Combinatorics approach for player $A$ and $B$ rolling a 20-sided die

Question

Problem: Consider players $A$ and $B$ rolling a 20-sided die. Player $B$ is allowed to re-roll. Assume that player $B$ will re-roll a single time if his first dice roll is $\leq 10$, and will not re roll if their first dice roll is $> 10$. The comparison is conducted between the last roll of $B$ (not the max roll of player $B$) with $A$. Let $RR$ and $NR$ denote the event of player $B$ rerolling and not rerolling.
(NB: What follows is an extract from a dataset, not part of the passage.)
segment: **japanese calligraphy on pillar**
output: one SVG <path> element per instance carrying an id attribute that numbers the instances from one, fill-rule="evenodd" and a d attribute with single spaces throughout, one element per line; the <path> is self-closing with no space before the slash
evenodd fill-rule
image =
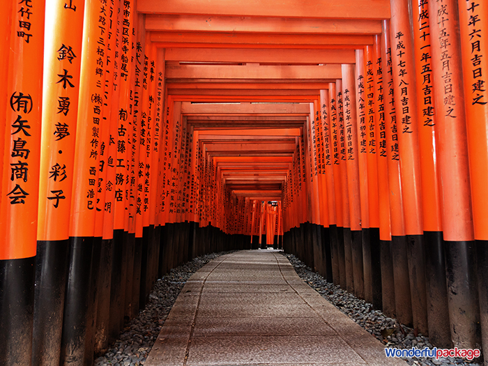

I want to find the probability of $NR$ occuring given that the first player rolls a higher number than the second player using a combinatorics approach.

Denote $A$ and $B$ as the random variables for the outcome of $A$ and $B$'s tosses. First, I computed the case where player $B$ isn't allowed to reroll. The result of this case is used later. For this case where $B$ can't re-roll, consider the possibilities in which $A > B$ is satisfied:

For $B = 1$, there are 19 possibilities for $A$.

For $B = 2$, there are 18 possibilities for $A$.

... For $B = 19$, there is 1 possibility for $A$.

So the number of possibilities for $A > B$ is $\frac{19 \cdot 20}{2} = 190$ when $B$ isn't allowed to re-roll. .

As stated previously in words, I want to find $$ P(NR | A > B) $$

combinatorically. From a pure probability approach, I found that the probability is $\frac{9}{28}$ and confirmed this via monte carlo using 10 million trials.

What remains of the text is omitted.